When the prospects for treatment are uncertain, there’s the fear of dying at so young an age. Even with an excellent chance of being cured, teenagers with cancer face myriad emotional, educational and social concerns, especially missing out on activities and losing friends who can’t cope with cancer in a contemporary.

Added to that are the challenges of trying to keep up with schoolwork even as cancer treatment steals time and energy, and may cause long-lasting physical, cognitive or psychological side effects.

Sophie, who asked that her last name be withheld, was told at 15 that she had osteosarcoma, bone cancer. After a bout of how-can-this-be-happening-to-me, she forged ahead, determined to stay at her prestigious New York high school and graduate with her class.

Although most of her sophomore year was spent in the hospital having surgery and exhausting chemotherapy, she went to school on crutches whenever possible. She managed to stay on track, get good grades — and SAT scores high enough to get into Cornell University.

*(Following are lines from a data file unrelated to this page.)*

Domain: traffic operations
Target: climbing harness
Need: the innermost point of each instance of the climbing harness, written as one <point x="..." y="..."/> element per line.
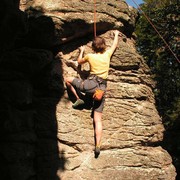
<point x="157" y="31"/>
<point x="94" y="18"/>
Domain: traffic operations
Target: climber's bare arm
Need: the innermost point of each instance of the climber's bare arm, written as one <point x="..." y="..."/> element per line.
<point x="80" y="57"/>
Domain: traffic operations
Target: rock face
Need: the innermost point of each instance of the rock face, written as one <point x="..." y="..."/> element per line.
<point x="31" y="86"/>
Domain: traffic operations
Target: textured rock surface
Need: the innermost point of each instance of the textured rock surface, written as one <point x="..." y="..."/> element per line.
<point x="31" y="86"/>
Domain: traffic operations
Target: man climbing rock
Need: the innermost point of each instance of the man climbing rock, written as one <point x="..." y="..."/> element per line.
<point x="96" y="82"/>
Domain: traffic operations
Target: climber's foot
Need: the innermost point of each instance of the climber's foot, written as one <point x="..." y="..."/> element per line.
<point x="97" y="151"/>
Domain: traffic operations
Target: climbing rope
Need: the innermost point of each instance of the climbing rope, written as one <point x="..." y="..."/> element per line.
<point x="157" y="31"/>
<point x="94" y="18"/>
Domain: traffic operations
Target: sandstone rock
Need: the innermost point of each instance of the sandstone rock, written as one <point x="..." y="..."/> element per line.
<point x="33" y="114"/>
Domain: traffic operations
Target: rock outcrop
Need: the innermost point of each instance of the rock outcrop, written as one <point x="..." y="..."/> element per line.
<point x="33" y="116"/>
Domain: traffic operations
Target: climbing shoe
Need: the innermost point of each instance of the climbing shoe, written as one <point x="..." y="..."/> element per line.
<point x="97" y="151"/>
<point x="78" y="103"/>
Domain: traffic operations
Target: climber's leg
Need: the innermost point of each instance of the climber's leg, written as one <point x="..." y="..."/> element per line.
<point x="97" y="131"/>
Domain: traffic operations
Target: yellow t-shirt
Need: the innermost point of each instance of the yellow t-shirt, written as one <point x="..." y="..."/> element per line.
<point x="99" y="63"/>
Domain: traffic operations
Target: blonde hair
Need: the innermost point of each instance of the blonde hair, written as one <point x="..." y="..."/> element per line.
<point x="99" y="44"/>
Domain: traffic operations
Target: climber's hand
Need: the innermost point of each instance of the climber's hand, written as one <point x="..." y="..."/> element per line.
<point x="82" y="48"/>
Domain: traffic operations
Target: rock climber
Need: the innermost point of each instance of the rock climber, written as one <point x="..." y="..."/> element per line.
<point x="96" y="82"/>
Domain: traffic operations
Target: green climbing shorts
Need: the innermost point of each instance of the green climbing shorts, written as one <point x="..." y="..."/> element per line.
<point x="89" y="86"/>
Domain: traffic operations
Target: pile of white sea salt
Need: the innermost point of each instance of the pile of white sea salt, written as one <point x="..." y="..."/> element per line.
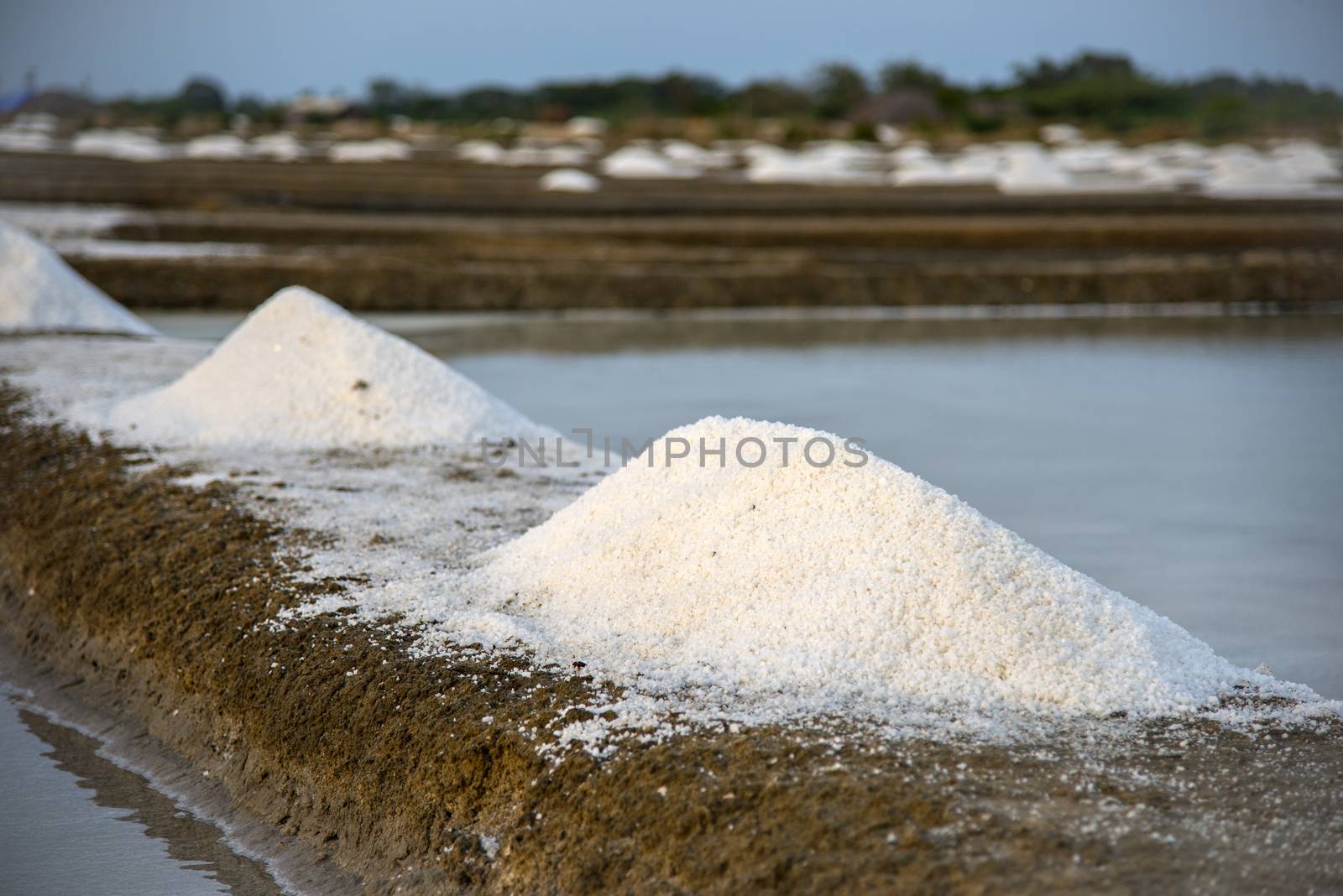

Now 20, Sophie is about to start her junior year and is majoring in biology and genetics with a minor in computer science. She plans to go to medical school, so this summer she has been studying for the MCATs and volunteering at a hospital.

Her main concern now is that people meet and get to know her as a whole, normal person, not someone who has had cancer, which is why she asked that I not identify her further.

“I’m pretty healthy, and I don’t want people to think I’m weak and need special care,” she said in an interview.

“Having cancer puts other issues into perspective,” she added. “I feel like I have to do as much as I can. I’ve gotten involved in so much. I try to enjoy myself more. And I don’t regret for a minute how I’ve been spending my time.”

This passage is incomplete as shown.